Pat Martino 奏法研究(17)
m7(♭5) (マイナーセブンフラットファイブ)は、今後解説を予定している7th(#9)と合わせてパットマルティーノのサウンドには欠かせない重要な響きです。ただ、ここでは特にそのことには触れず、マイナーコンバージョンの考え方の解説に留めます。
ここでは、キーCmを想定して、Ⅱ‐ⅤのⅡの部分、Dm7(♭5)で説明します。
皆さんはDm7(♭5)の押さえ方をいくつ知っていますか?コンテンポラリーな和声は別にして、通常のコードブックに書いてあるのは下の図1、図3、図5の3つです。この3つ知っていれば、ほぼOKと思います。
例によって、左と右の比較です。
【図1】のDm7(♭5)の赤丸(ルートのD音)以外は右【図2】のFmと同じですよね。サウンドも5,6弦を少し小さめの音で弾いてみてください。サウンドはほぼ同じ。したがって、Dm7(♭5)はFmに置き換えることができ、Fドリアンスケールでアドリブすることができます。
【図3】のDm7(♭5)に6弦13フレットのF音(図4赤丸)を付け加えてみてください。これって、Fm6ですよね。したがって、Dm7(♭5)はFm6に置き換えることができ、Fドリアンスケールでアドリブすることができます。
【図5】のDm7(♭5)のルート5弦5フレットD音を6弦6フレットのB♭に置き換えてみてください。【図6】のB♭7になります。このコード、ジャズ系の人はあまり使わないかもしれませんね。ブルース系の人はよく使いますよね。ブルースの1~2小節目は大概このコードですね。そうそう、ちょっと古いですが「ジェフズブギー」の出だしです。そして、【2-1】で解説した通り、B♭7⇒Fm7なので、結果的にDm7(♭5)はFm7に置き換えることができ、Fドリアンスケールでアドリブすることができます。

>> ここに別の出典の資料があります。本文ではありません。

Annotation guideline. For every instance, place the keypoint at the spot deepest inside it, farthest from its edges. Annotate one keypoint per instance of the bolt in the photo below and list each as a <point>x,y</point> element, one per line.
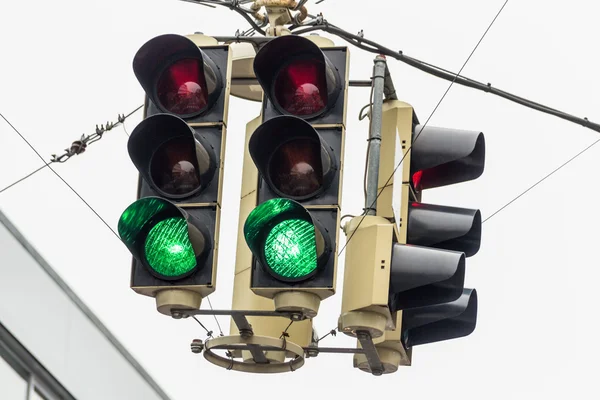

「m7(♭5)はロクリアンスケールを使ってアドリブする」と書いてありますよね。下に、Dロクリアンスケールを書いておきます。(a)のようにD音から始めればDロクリアンスケールですが、(b)のようにF音から始めれば、Fドリアンスケール。要は、理論書と僕は結局同じことを言っていて、ただどう理解するかだけの違いなのです。


【補足1】
m7(♭5)で挫折する人も多いと思います。なぜなら、ロックギターから入った人には全くなじみがないコードだからです。僕もロックからフュージョンに移行していくあたりで、どう弾いていいか全くわかりませんでした。理論書を見ると、「ロクリアンスケール」で弾くと書いてあります。イオニアン、ドリアン、フリジアン・・・スケールの頭文字をとって「C・D・E・F・G・A・B」にあてはめて順番に「イ・ド・フ・リ・ミ・エ・ロ」と呪文のように唱えて暗記しました。そして、イオニアンから順番にギターで弾いて、スケールを指に覚え込ませようとしました。でも、ロクリアンが出てくるのは、一番最後です。挫折しました(笑)。
【補足2】
Dm7-G7-Em7-A7、いわゆるⅡ-Ⅴ-Ⅲ-ⅥのときもDm7をDm7(♭5)と、Em7をEm7(♭5)と考えて、それぞれFドリアン(Fマイナー)、Gドリアン(Gマイナー)を弾くと結構「ジャズっぽく」なるかもしれません。ただ、その逆で、譜面にDm7(♭5)と書いてあるものを、Dm7と考えてDドリアンを弾くのは少し注意が必要です。Dm7(♭5)の特徴的な音♭5音(A♭)がDドリアンにはなく、A音だからです。少し違和感もあり、えっ?!て感じになります。でも、マルティーノは、逆にそれを多用し、効果的に使っています。